A new paper reveals that modern humans co-existed and interbred with archaic human Denisovans, not only with Neanderthals—another type of extinct human species—at least twice between 200,000 and 50,000 years ago.
Researchers at the University of Washington unexpectedly discovered two distinct episodes of Denisovan genetic intermixing with modern humans, while testing a new DNA method for comparing whole genomes between the two species.
To reach their findings, scientists studied more than 5,600 genome sequences from individuals from Europe, Asia, America, and Oceania, comparing them to the Denisovan genome.
According to a paper newly published in the journal Cell, researchers found that the genomes of the two groups of modern humans showing Denisovan ancestry—from Oceania and East Asia—are uniquely different, indicating that two separate episodes of Denisovan admixture existed.

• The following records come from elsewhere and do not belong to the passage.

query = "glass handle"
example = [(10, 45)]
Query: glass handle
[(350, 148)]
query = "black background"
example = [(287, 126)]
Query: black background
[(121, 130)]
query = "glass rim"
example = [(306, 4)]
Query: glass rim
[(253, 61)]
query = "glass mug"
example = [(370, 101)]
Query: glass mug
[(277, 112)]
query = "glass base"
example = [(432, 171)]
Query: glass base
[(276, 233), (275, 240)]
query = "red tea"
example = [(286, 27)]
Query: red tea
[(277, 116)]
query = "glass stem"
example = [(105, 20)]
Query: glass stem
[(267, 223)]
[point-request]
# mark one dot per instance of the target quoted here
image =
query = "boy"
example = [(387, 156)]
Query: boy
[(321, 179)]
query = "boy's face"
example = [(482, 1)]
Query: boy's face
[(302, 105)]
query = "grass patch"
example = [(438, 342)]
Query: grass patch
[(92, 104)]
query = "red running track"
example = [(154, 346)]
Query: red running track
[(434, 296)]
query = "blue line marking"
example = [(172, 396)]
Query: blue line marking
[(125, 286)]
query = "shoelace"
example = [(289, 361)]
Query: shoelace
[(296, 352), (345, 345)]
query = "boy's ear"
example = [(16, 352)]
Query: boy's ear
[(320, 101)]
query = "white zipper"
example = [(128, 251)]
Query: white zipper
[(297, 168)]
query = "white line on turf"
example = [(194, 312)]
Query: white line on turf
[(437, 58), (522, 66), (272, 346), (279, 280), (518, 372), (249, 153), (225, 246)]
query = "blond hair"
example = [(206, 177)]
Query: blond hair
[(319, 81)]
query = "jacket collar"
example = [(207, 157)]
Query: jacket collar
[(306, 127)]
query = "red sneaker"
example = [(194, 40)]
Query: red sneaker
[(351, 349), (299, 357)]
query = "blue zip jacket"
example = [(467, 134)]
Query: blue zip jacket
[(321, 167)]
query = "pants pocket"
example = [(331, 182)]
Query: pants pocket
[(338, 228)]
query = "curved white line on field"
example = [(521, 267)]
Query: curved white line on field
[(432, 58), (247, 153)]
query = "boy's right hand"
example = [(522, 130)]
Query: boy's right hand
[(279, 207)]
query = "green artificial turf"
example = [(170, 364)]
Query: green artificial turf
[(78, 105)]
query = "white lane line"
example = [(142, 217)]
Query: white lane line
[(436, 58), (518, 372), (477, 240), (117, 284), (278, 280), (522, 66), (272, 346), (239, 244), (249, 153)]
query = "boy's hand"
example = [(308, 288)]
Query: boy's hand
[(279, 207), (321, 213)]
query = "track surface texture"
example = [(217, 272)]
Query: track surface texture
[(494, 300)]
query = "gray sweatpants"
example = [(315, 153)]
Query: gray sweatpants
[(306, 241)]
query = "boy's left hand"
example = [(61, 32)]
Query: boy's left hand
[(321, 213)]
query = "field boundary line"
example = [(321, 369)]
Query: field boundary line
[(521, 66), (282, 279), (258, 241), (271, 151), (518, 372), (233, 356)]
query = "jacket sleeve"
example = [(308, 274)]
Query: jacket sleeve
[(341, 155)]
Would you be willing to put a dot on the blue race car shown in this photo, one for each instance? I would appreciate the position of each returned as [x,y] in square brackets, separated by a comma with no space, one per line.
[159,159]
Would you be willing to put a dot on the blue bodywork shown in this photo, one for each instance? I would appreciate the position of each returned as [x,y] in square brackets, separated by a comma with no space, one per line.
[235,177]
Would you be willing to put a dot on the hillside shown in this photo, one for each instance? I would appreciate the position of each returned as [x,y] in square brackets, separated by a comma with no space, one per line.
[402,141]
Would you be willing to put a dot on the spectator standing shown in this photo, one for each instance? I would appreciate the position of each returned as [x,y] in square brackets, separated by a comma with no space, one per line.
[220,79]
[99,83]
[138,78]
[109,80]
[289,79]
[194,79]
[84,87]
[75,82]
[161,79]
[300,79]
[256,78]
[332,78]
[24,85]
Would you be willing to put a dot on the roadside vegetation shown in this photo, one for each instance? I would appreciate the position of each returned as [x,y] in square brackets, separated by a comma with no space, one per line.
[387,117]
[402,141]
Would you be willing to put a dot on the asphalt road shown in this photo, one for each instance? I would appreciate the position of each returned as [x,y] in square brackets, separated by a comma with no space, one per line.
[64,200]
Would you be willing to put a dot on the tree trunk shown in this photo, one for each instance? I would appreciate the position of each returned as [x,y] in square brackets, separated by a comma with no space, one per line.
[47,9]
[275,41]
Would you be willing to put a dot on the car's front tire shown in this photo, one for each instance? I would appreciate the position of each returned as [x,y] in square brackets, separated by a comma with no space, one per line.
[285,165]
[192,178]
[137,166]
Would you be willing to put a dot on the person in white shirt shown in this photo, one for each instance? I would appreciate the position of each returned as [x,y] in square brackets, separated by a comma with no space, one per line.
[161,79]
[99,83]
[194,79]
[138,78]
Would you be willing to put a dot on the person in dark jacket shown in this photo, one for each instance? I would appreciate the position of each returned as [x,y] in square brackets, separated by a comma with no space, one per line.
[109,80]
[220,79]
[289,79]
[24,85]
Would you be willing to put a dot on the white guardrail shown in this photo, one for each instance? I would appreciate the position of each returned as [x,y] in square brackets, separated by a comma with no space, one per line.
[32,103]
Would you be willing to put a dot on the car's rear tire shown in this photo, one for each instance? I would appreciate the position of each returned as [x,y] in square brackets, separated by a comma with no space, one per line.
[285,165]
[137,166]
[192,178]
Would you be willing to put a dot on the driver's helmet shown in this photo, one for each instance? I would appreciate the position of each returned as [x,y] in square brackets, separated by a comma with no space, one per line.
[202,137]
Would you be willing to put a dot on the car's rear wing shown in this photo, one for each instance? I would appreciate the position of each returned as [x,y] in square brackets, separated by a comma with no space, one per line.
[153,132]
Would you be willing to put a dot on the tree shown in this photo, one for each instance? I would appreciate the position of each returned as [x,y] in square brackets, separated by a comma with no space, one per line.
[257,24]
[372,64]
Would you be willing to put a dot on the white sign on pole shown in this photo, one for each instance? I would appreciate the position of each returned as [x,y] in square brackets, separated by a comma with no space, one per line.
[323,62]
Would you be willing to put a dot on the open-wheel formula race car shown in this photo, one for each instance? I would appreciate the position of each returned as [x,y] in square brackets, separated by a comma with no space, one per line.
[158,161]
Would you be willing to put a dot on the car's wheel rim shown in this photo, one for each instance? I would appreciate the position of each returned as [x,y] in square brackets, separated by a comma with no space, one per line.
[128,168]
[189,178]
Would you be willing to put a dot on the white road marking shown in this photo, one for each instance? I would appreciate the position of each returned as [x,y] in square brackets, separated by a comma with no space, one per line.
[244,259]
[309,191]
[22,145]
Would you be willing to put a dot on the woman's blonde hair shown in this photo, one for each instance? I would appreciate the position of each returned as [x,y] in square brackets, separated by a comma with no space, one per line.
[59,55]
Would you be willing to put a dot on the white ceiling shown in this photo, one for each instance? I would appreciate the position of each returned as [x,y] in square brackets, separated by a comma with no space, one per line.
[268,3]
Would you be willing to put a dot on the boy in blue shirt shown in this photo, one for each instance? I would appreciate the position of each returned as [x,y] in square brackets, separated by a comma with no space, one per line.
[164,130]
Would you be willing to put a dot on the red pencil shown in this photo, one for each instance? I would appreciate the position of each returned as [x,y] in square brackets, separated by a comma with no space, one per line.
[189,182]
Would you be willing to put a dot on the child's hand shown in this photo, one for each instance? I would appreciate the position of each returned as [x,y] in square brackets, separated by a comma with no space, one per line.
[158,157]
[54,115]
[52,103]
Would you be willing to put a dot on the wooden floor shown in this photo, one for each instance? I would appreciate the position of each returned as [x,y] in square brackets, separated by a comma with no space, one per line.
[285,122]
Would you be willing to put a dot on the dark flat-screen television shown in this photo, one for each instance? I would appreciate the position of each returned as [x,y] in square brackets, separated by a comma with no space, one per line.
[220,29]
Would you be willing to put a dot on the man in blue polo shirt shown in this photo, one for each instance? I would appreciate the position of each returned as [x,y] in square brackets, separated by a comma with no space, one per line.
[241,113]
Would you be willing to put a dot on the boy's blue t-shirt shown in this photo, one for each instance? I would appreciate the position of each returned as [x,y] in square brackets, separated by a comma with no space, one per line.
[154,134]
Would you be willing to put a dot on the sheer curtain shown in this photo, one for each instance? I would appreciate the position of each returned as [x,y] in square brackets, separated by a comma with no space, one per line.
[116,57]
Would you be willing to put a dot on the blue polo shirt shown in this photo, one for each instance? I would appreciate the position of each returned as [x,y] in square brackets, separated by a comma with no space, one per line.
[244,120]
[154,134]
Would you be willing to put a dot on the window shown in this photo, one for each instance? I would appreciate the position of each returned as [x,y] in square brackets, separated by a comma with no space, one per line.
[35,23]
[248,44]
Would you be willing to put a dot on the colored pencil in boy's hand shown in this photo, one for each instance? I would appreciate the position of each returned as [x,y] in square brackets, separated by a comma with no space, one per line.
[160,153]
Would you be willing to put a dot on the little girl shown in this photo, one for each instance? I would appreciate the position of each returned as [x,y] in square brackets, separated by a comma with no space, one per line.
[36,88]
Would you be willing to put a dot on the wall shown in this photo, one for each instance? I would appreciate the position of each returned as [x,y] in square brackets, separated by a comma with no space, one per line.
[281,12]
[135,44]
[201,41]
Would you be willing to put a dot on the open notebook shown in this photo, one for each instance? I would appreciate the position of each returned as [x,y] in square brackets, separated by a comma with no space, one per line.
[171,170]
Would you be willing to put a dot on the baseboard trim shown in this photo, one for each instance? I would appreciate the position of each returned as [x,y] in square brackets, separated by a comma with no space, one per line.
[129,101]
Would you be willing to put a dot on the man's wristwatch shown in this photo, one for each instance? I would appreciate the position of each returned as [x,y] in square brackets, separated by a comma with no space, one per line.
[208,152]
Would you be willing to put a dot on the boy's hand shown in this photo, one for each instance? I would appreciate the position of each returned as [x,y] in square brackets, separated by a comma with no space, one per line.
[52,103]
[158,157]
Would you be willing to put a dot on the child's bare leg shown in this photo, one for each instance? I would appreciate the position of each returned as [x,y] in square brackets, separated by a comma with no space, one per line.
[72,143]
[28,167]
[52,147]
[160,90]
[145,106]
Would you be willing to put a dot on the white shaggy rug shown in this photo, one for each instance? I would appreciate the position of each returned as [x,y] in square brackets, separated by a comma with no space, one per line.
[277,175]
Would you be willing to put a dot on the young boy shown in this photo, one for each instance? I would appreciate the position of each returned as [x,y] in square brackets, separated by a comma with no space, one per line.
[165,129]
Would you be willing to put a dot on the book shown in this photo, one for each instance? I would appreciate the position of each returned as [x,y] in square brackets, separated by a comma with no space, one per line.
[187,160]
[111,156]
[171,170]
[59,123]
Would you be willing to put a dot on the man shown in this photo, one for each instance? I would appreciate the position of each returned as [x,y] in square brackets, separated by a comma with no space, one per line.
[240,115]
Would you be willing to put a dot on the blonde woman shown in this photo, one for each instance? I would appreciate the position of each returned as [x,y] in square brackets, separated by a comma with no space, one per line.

Denisovans are a distinct branch of the Homo or human family tree whose existence was first known in 2010 when scientists found a bone fragment and molars in Denisova Cave in Siberia. The discovered bone was analysed, revealing a complete genome for a previously unknown type of human. But other than their DNA, little is known about the Denisovans.
It was known prior to this study that ancestry in Asia came through migration, coming from Oceanian populations. “But in this new work with East Asians, we find a second set of Denisovan ancestry that we do not find in South Asians and Papuans,” said study lead author Sharon Browning, who is a professor of biostatistics at the University of Washington.